1. The documents known to be public and where they live
The central primary record made widely available in October 2020 is the 2016 deposition transcript of Ghislaine Maxwell—more than 400 pages unsealed after court orders and covered by multiple outlets—accessible as a PDF of the deposition itself and reported on by local and national press [1] [2] [4]. Aggregators and litigation repositories such as Epstein Wiki and court dockets now route readers to those deposition transcripts and related exhibit indexes, and appellate decisions and briefing explain why portions were unsealed or left sealed [3] [5].

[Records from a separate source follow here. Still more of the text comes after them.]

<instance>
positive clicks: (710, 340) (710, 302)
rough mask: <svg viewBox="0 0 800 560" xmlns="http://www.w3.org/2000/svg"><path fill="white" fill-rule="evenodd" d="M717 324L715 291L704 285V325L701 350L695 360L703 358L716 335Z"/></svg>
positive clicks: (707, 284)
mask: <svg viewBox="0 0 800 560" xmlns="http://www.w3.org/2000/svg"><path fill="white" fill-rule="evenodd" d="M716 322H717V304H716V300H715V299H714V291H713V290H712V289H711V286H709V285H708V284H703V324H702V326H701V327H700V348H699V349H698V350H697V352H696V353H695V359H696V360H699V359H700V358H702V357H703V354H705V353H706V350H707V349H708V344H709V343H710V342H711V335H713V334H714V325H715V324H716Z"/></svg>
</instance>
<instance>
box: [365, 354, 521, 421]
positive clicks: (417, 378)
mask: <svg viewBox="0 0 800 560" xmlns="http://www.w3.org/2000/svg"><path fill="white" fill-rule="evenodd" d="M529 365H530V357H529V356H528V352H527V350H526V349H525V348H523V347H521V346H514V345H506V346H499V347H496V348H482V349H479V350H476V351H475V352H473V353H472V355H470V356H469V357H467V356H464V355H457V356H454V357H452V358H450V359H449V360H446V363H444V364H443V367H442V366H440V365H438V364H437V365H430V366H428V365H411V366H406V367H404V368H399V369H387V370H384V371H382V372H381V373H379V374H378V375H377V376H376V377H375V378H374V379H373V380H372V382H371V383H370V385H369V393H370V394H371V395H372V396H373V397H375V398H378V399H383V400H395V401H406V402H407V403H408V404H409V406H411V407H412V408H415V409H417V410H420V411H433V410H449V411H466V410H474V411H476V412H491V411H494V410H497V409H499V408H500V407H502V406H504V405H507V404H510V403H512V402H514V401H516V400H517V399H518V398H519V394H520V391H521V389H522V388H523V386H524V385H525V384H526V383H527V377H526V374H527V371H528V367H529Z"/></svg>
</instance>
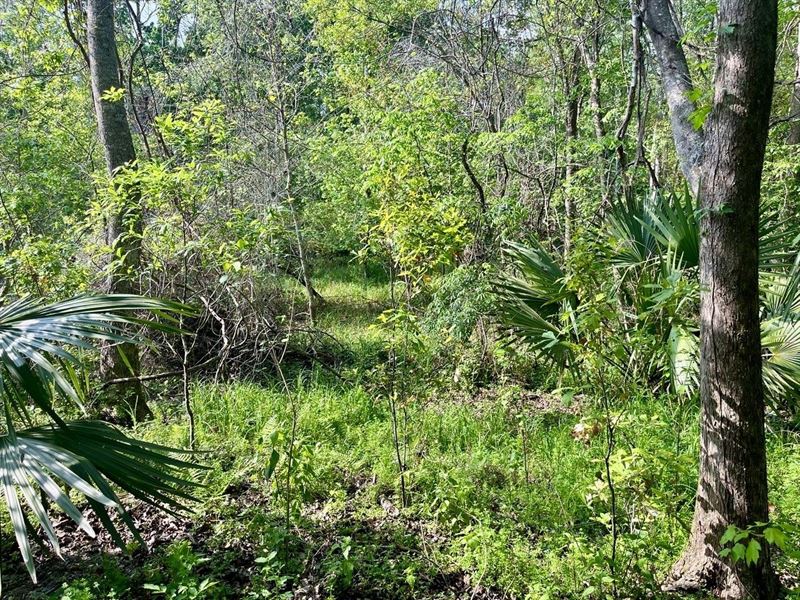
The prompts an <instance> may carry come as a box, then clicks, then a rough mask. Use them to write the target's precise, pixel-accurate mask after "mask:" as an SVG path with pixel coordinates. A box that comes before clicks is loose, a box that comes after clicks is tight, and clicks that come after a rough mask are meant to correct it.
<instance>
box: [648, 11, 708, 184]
mask: <svg viewBox="0 0 800 600" xmlns="http://www.w3.org/2000/svg"><path fill="white" fill-rule="evenodd" d="M642 18H643V20H644V23H645V25H646V26H647V29H648V31H649V32H650V41H651V42H652V44H653V48H654V50H655V54H656V58H657V60H658V64H659V68H660V70H661V84H662V86H663V88H664V96H665V97H666V99H667V107H668V108H669V119H670V125H671V126H672V137H673V140H674V141H675V148H676V150H677V152H678V161H679V163H680V166H681V171H682V172H683V174H684V177H686V181H687V182H688V183H689V188H690V189H691V190H692V193H695V194H696V193H697V191H698V189H699V182H700V164H701V160H702V153H703V134H702V133H701V132H700V131H699V130H697V129H695V127H694V126H693V125H692V122H691V120H690V117H691V115H692V113H693V112H694V111H695V109H696V107H695V104H694V102H693V101H692V100H691V97H690V95H689V94H690V92H691V91H692V90H693V86H692V78H691V75H690V73H689V66H688V64H687V62H686V55H685V54H684V52H683V46H682V45H681V41H680V38H681V36H680V34H679V32H678V27H677V25H676V24H675V20H674V18H673V15H672V5H671V2H670V0H644V10H643V12H642Z"/></svg>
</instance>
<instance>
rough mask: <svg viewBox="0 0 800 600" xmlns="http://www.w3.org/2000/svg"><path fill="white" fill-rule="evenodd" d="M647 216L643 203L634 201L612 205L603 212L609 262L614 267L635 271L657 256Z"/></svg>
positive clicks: (649, 214)
mask: <svg viewBox="0 0 800 600" xmlns="http://www.w3.org/2000/svg"><path fill="white" fill-rule="evenodd" d="M650 215H651V211H650V210H649V209H648V207H646V206H645V203H644V202H643V201H641V200H638V199H637V198H632V199H628V200H626V201H625V202H618V203H614V204H613V205H612V206H611V209H610V210H609V211H608V212H607V213H606V227H607V229H608V235H609V241H610V242H611V252H612V255H611V262H612V263H613V264H614V265H615V266H618V267H622V268H624V269H629V268H637V267H641V266H643V265H645V264H647V263H648V262H649V261H650V260H651V259H652V258H654V257H656V256H658V255H659V248H658V243H657V241H656V237H655V236H654V235H653V233H652V231H653V223H652V219H651V218H650Z"/></svg>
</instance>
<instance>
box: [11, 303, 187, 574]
mask: <svg viewBox="0 0 800 600" xmlns="http://www.w3.org/2000/svg"><path fill="white" fill-rule="evenodd" d="M138 311H149V312H150V313H156V314H159V315H161V316H165V314H164V313H165V312H166V311H169V312H173V313H174V312H181V313H187V312H188V309H187V308H186V307H184V306H182V305H179V304H176V303H172V302H165V301H160V300H152V299H148V298H142V297H138V296H82V297H78V298H75V299H72V300H67V301H64V302H58V303H55V304H50V305H44V304H42V303H41V302H39V301H36V300H32V299H27V298H25V299H21V300H17V301H15V302H12V303H10V304H8V305H6V306H4V307H0V392H2V397H3V399H4V400H5V402H4V406H5V421H6V429H7V431H8V433H7V434H6V435H5V436H2V437H0V485H2V488H3V494H4V496H5V500H6V504H7V507H8V511H9V514H10V516H11V522H12V524H13V527H14V533H15V536H16V539H17V544H18V546H19V548H20V552H21V554H22V558H23V561H24V562H25V565H26V567H27V569H28V571H29V572H30V574H31V577H32V578H33V579H34V581H35V578H36V572H35V568H34V564H33V558H32V554H31V546H30V541H29V537H30V535H32V534H33V535H40V533H39V531H37V530H36V528H35V526H38V527H39V528H40V529H41V533H43V534H44V537H46V538H47V540H49V542H50V544H51V546H52V547H53V549H54V550H55V552H56V553H58V552H59V546H58V538H57V536H56V535H55V531H54V528H53V525H52V523H51V521H50V516H49V513H48V511H47V509H46V508H45V506H44V503H43V502H42V500H41V499H40V496H39V494H38V490H40V491H41V492H42V493H43V495H44V497H47V498H49V499H50V501H52V502H53V503H54V504H55V505H56V506H57V507H59V508H60V509H61V510H62V511H63V512H64V513H65V514H67V515H68V516H69V517H70V518H71V519H73V520H74V521H75V522H76V523H77V524H78V527H80V528H81V529H83V530H84V531H85V532H87V533H89V534H90V535H91V534H93V533H94V532H93V530H92V528H91V526H89V524H88V521H87V520H86V517H85V516H84V515H83V514H82V513H81V512H80V511H79V510H78V509H77V508H76V507H75V505H74V504H73V503H72V501H71V500H70V497H69V495H68V494H67V493H66V492H65V491H62V490H61V488H60V487H59V486H58V484H57V483H56V480H61V481H62V482H63V484H64V485H65V486H66V488H67V489H72V490H75V491H77V492H79V493H81V494H83V495H84V496H85V498H86V500H87V501H88V504H89V507H90V508H91V509H92V510H93V511H94V512H95V513H96V514H97V516H98V518H99V519H100V521H101V522H102V523H103V524H104V526H105V527H106V528H107V529H108V530H109V532H110V533H111V535H112V536H113V537H114V539H115V540H116V541H117V542H118V543H120V544H122V537H121V535H120V533H119V531H118V530H117V528H116V527H115V525H114V524H113V522H112V520H111V517H110V514H109V512H108V511H109V509H112V508H113V509H116V510H118V511H119V514H120V516H121V519H122V522H123V523H124V524H125V525H126V526H127V527H128V528H129V529H130V530H131V532H132V533H133V535H134V536H138V534H137V533H136V530H135V528H134V525H133V521H132V519H131V518H130V516H129V515H128V514H127V513H126V512H125V510H124V509H123V508H122V507H121V505H120V503H119V499H118V497H117V496H116V494H115V492H114V489H113V488H112V484H113V485H116V486H117V487H118V488H120V489H122V490H124V491H126V492H128V493H130V494H131V495H133V496H134V497H135V498H138V499H140V500H142V501H144V502H147V503H150V504H154V505H156V506H160V507H161V508H164V509H166V510H174V509H177V508H180V507H181V504H180V502H181V500H191V499H192V496H191V493H190V492H191V488H192V487H193V486H194V485H195V484H194V483H192V482H190V481H189V480H186V479H184V478H182V477H181V475H180V472H181V471H182V470H185V469H188V468H197V467H196V465H192V464H191V463H188V462H186V461H184V460H181V459H179V458H177V456H178V455H180V454H188V453H187V452H184V451H179V450H174V449H171V448H166V447H163V446H158V445H154V444H148V443H144V442H140V441H137V440H133V439H131V438H129V437H127V436H125V435H124V434H123V433H122V432H120V431H119V430H117V429H114V428H113V427H111V426H110V425H107V424H105V423H99V422H75V423H65V422H64V421H63V420H62V419H61V418H60V417H59V416H58V414H56V412H55V411H54V410H53V408H52V393H53V390H58V391H59V392H60V393H62V394H64V395H65V396H67V397H70V398H73V399H77V394H76V393H75V390H74V389H73V387H72V385H71V384H70V383H69V379H68V378H67V377H65V376H64V374H63V373H62V370H61V365H63V364H68V365H76V366H79V365H80V364H81V363H80V360H79V358H78V356H76V353H75V350H76V349H77V350H87V349H91V348H93V345H92V342H95V341H98V340H100V341H111V342H121V341H132V340H133V339H134V338H133V337H132V336H131V335H130V334H128V333H127V332H126V330H125V326H126V325H131V324H144V325H147V326H148V327H154V328H158V329H162V330H167V331H177V329H176V328H175V327H174V325H173V324H171V323H174V320H173V321H172V322H170V320H169V319H170V318H169V317H168V319H167V322H166V323H164V322H161V323H159V322H155V321H147V320H143V319H141V318H139V317H137V316H136V314H135V313H136V312H138ZM30 403H33V404H34V405H35V406H37V407H38V408H40V409H42V410H43V411H44V412H45V414H47V415H49V416H50V417H51V419H52V421H53V424H52V425H48V426H45V427H38V428H32V429H27V430H22V431H16V427H15V422H14V419H13V418H12V410H13V411H15V413H16V414H17V415H18V416H20V417H22V419H23V421H30V420H31V419H30V415H29V414H28V410H27V407H28V405H29V404H30ZM20 495H21V497H22V500H23V501H24V504H23V502H21V501H20Z"/></svg>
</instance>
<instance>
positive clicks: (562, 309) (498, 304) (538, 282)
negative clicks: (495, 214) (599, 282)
mask: <svg viewBox="0 0 800 600" xmlns="http://www.w3.org/2000/svg"><path fill="white" fill-rule="evenodd" d="M504 250H505V254H506V256H508V257H509V258H510V259H511V262H512V264H513V265H514V267H515V268H516V270H517V272H518V273H519V276H516V275H506V276H504V277H503V278H502V279H498V280H496V281H495V282H494V289H495V294H496V297H497V303H496V312H497V314H498V317H499V318H500V320H501V322H502V323H503V324H504V325H505V326H506V327H507V328H508V330H509V331H510V333H511V334H512V335H514V336H515V337H516V338H517V339H519V340H521V341H522V342H524V343H525V344H527V345H529V346H530V347H531V348H532V349H533V350H534V351H536V352H538V353H540V354H542V355H544V356H546V357H548V358H550V359H552V360H554V361H555V362H556V363H558V364H560V365H562V366H563V365H565V364H567V363H568V362H569V361H570V359H571V353H572V350H571V345H570V340H571V339H572V338H571V336H570V333H569V331H568V330H564V329H562V328H561V327H559V326H558V322H559V315H560V314H561V313H562V312H564V311H571V310H574V309H575V307H577V305H578V297H577V296H576V295H575V293H574V292H573V291H571V290H570V289H569V288H568V287H567V285H566V283H565V280H564V273H563V271H562V270H561V267H560V266H559V265H558V263H557V262H556V261H555V259H553V257H552V256H550V254H549V253H548V252H547V251H546V250H545V249H544V248H543V247H542V246H541V244H539V243H538V242H533V243H532V245H531V246H522V245H521V244H513V243H509V244H507V245H506V247H505V248H504Z"/></svg>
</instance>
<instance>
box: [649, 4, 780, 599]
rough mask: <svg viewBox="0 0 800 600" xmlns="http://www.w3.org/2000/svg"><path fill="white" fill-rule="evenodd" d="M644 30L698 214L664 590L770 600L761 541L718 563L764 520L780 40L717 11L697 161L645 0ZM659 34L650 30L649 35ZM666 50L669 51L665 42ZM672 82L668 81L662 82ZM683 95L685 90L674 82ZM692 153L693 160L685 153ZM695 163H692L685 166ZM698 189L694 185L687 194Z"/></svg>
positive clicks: (736, 8) (676, 142)
mask: <svg viewBox="0 0 800 600" xmlns="http://www.w3.org/2000/svg"><path fill="white" fill-rule="evenodd" d="M647 4H648V6H647V7H646V13H645V15H646V17H645V22H646V24H647V26H648V27H649V28H650V30H651V31H650V33H651V38H652V39H653V45H654V47H655V48H656V52H657V53H659V54H660V56H659V61H660V63H661V65H662V77H663V78H664V80H665V81H664V85H665V89H667V90H668V91H667V94H666V95H667V101H668V102H669V103H670V113H671V115H673V128H674V129H680V130H682V131H680V132H675V144H676V147H677V150H678V154H679V155H680V156H681V164H682V166H683V168H684V174H685V176H686V178H687V179H688V180H689V181H690V182H691V181H692V178H693V177H695V178H697V179H696V181H697V188H698V189H699V196H700V202H701V206H702V210H703V221H702V236H701V243H700V280H701V289H702V290H703V291H702V292H701V301H700V305H701V306H700V338H701V349H700V397H701V404H702V413H701V430H700V436H701V438H700V479H699V483H698V488H697V498H696V504H695V515H694V521H693V525H692V532H691V537H690V541H689V546H688V548H687V549H686V551H685V553H684V555H683V556H682V558H681V559H680V560H679V561H678V562H677V563H676V565H675V567H674V569H673V572H672V574H671V576H670V577H669V579H668V581H667V582H666V583H665V589H668V590H673V591H683V592H696V591H701V590H704V591H710V592H712V593H714V594H716V595H718V596H720V597H722V598H731V599H743V598H761V599H772V598H775V597H776V594H777V589H778V585H777V581H776V578H775V575H774V573H773V571H772V567H771V564H770V557H769V548H768V547H767V545H766V544H763V549H762V552H761V556H760V559H759V561H758V562H757V563H756V564H755V565H753V566H752V567H748V566H746V565H745V564H744V563H743V562H740V563H738V564H736V565H732V564H731V563H730V562H729V561H728V560H726V559H722V558H721V557H720V556H719V552H720V543H719V540H720V537H721V535H722V533H723V532H724V530H725V528H726V527H727V526H728V525H736V526H738V527H740V528H745V527H747V526H751V525H753V524H755V523H756V522H765V521H767V520H768V519H769V514H768V504H767V457H766V446H765V436H764V397H763V384H762V373H761V361H762V359H761V337H760V326H759V314H758V313H759V300H758V221H759V217H758V215H759V199H760V187H761V172H762V168H763V164H764V152H765V147H766V141H767V133H768V129H769V116H770V108H771V102H772V87H773V77H774V69H775V46H776V38H777V5H776V2H775V0H722V1H721V2H720V3H719V14H718V23H719V26H720V30H719V36H718V50H717V64H716V72H715V75H714V99H713V105H712V111H711V114H710V115H709V117H708V120H707V122H706V123H705V126H704V134H703V138H704V146H703V153H702V159H697V161H696V162H694V160H695V159H692V156H697V148H696V141H692V140H693V138H692V137H691V136H692V135H693V134H691V133H690V132H689V130H688V129H686V126H687V125H688V126H689V127H691V125H690V124H688V123H680V124H677V125H676V123H675V118H674V117H675V116H676V115H680V114H684V115H685V114H686V110H685V109H686V106H685V103H686V100H687V99H681V98H675V96H674V94H675V93H677V92H676V90H677V86H678V85H679V82H676V81H672V84H671V86H672V87H671V89H672V92H670V91H669V89H670V86H668V81H667V80H668V79H670V78H671V79H673V80H674V79H676V78H677V79H681V78H683V77H684V76H683V75H680V76H678V75H675V74H680V73H683V74H685V76H688V69H687V68H686V63H685V57H683V59H682V61H683V62H682V64H669V65H668V66H669V68H667V67H666V66H665V64H667V63H670V61H671V60H678V59H676V58H675V57H676V56H677V57H678V58H680V57H681V56H683V52H682V51H681V50H680V46H679V45H678V42H677V40H676V39H674V38H673V36H672V34H670V35H664V32H672V33H675V32H676V31H677V28H676V27H675V25H674V23H673V24H672V26H671V27H670V26H669V24H668V23H666V18H665V15H666V16H669V19H670V20H671V19H672V17H671V14H670V13H669V8H668V2H667V0H648V2H647ZM654 27H658V28H661V31H660V32H659V31H654V30H653V28H654ZM670 40H671V42H674V43H669V44H668V43H667V41H670ZM670 73H672V75H670ZM680 85H683V86H684V87H686V86H688V88H691V81H689V80H685V79H684V80H683V83H682V84H680ZM685 152H689V155H688V156H687V155H684V153H685ZM690 159H691V160H690ZM692 187H694V185H693V186H692Z"/></svg>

2. What the provided deposition PDF and contemporaneous reporting actually show
The deposition PDF made publicly available contains Maxwell’s sworn testimony across multiple pages and has been excerpted in news coverage emphasizing Maxwell’s denials of recruiting minors and her descriptions of her relationship with Jeffrey Epstein—reporting that highlights questions about hiring, dates, and interactions but does not, in the sources supplied here, reproduce or flag any passage naming “Riley” [1] [6] [4]. Coverage of the unsealing and appellate fights frames the records as voluminous and redacted in places to protect privacy, which complicates any search for single-name references solely through press summaries [7] [8].
3. Absence of a “Riley” citation in the supplied reporting — what that means and limits
Because the search results and articles made available for this task (including the PDF pointer and secondary hubs) do not show a highlighted “Riley” or provide an index entry for that name, the evidence at hand does not support asserting that any transcript references a “Riley”; however, absence from these particular materials is not proof that no such reference exists anywhere in the broader docket or sealed portions—only that it was not captured by the supplied set of documents and reports [1] [3] [5].
4. Where to look next to find exact text citations if they exist
To produce precise line-by-line citations (e.g., page and line numbers or PDF locators) one must search the unredacted deposition transcripts directly—either by downloading the Maxwell deposition PDF mentioned in the sources and performing a full-text search for “Riley,” or by querying litigation archives and court repositories (DocumentCloud, PACER/RECAP, or the Epstein Wiki index) that host the full transcript and exhibits [1] [3] [5]. News summaries and appellate opinions will not substitute for that direct textual search if the goal is exact textual citations [7] [9].
5. Competing signals and possible reasons a name might not appear in reportage
Journalists and courts have emphasized redactions and privacy protections in these records—media coverage tends to extract salient allegations and denials rather than exhaustively listing every named person—so even if a “Riley” appears in a less prominent place or in a sealed exhibit, it may not surface in mainstream summaries; this editorial and judicial selection bias helps explain why supplied news pieces and hub pages do not reveal such a citation [8] [10].
6. Conclusion and the honest limitation of the record provided
From the documents and reporting supplied, there is no documented deposition transcript citation that names “Riley”; absent access to a searchable, complete copy of every deposition transcript and exhibit from the Giuffre v. Maxwell discovery set, the exact text citations cannot be asserted here with confidence [1] [3] [5]. For a verifiable answer, the next step is a direct text search of the unsealed PDFs and any related deposition exhibits in the public docket or archived repositories referenced above [1] [3].